Jill Freud & Company, at Southwold, are in top form for the world premiere of Ian Masters's Kissing Cousins, a farce that moves faster and faster in circles until the whole dizzy cast collapses.

By CHRISTOPHER SMITH

Jill Freud & Company, at Southwold, are in top form for the world premiere of Ian Masters's Kissing Cousins, a farce that moves faster and faster in circles until the whole dizzy cast collapses. All ends up in a cats-cradle of arms, legs and misunderstandings.

Maurice Rubens provides, as ever, a setting that is as firm as a rock. It needs to be, with everything soon off its rocker as characters dash through open doors to encounter closed minds and upstairs only to find they will be let down.

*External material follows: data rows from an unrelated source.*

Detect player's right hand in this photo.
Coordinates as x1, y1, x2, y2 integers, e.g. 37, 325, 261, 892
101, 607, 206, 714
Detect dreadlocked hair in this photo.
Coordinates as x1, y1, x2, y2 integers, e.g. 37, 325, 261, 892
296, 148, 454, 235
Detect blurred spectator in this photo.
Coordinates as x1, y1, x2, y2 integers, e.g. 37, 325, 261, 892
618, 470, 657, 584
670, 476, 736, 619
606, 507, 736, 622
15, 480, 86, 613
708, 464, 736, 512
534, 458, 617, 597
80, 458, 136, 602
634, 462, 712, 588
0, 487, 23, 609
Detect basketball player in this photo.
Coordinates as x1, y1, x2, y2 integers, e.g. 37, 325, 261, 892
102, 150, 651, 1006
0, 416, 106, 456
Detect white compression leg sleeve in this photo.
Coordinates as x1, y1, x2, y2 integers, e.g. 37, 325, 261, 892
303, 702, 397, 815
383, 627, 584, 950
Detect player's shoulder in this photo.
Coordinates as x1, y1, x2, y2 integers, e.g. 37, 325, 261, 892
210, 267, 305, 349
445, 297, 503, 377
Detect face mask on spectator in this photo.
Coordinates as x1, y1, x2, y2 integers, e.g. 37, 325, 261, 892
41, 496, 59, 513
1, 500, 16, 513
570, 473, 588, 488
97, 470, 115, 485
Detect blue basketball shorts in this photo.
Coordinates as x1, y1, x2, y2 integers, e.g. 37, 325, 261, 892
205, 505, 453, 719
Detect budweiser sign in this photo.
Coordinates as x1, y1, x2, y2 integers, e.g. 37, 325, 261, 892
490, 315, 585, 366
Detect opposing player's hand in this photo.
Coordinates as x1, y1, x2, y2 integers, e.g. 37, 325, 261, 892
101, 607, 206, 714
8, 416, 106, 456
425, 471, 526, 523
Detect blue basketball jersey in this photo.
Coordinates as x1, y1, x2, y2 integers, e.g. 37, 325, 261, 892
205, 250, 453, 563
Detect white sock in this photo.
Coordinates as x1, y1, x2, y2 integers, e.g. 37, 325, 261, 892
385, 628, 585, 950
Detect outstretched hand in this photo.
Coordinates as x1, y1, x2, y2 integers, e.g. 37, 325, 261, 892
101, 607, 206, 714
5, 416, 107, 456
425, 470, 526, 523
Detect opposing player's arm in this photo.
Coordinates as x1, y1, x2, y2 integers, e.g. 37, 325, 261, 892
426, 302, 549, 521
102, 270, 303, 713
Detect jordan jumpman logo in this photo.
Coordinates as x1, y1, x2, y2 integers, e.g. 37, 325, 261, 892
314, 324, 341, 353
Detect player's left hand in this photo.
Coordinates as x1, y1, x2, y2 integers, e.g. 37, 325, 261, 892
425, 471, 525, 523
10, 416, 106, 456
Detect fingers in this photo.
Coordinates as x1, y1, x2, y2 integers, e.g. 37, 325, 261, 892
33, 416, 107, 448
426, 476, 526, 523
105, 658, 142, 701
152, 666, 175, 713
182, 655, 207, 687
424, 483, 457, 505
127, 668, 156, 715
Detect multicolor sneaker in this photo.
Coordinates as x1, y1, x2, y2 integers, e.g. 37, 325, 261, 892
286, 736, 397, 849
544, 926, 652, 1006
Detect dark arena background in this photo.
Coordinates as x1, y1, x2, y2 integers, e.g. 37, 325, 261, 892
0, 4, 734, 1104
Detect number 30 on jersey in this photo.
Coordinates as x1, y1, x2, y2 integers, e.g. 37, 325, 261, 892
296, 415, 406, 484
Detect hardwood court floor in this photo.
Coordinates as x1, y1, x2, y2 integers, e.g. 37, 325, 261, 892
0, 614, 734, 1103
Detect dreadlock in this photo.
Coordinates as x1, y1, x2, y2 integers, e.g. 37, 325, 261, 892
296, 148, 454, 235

Gulping down the heady homebrew, three couples end up one over the eight as a plumber arrives.

It's all quite simple really. But the accountant (Michael Hoskinson) who has got his sums all wrong finds he can't make reality add up either as he unhesitatingly seizes the wrong end of the stick with a grip of iron.

The loop of events goes round, faster and faster, loopier and loopier. Enter more characters: a Midlander with a line in Elvis and a wife with a gift for suggesting more than she ever intended, a sister-in-law who looks forward to seeing some sparks fly and her current boyfriend with a foible for Seattle-style psychology.

With director Richard Frost keeping his foot on the accelerator, this is just the thing for a seaside funicular.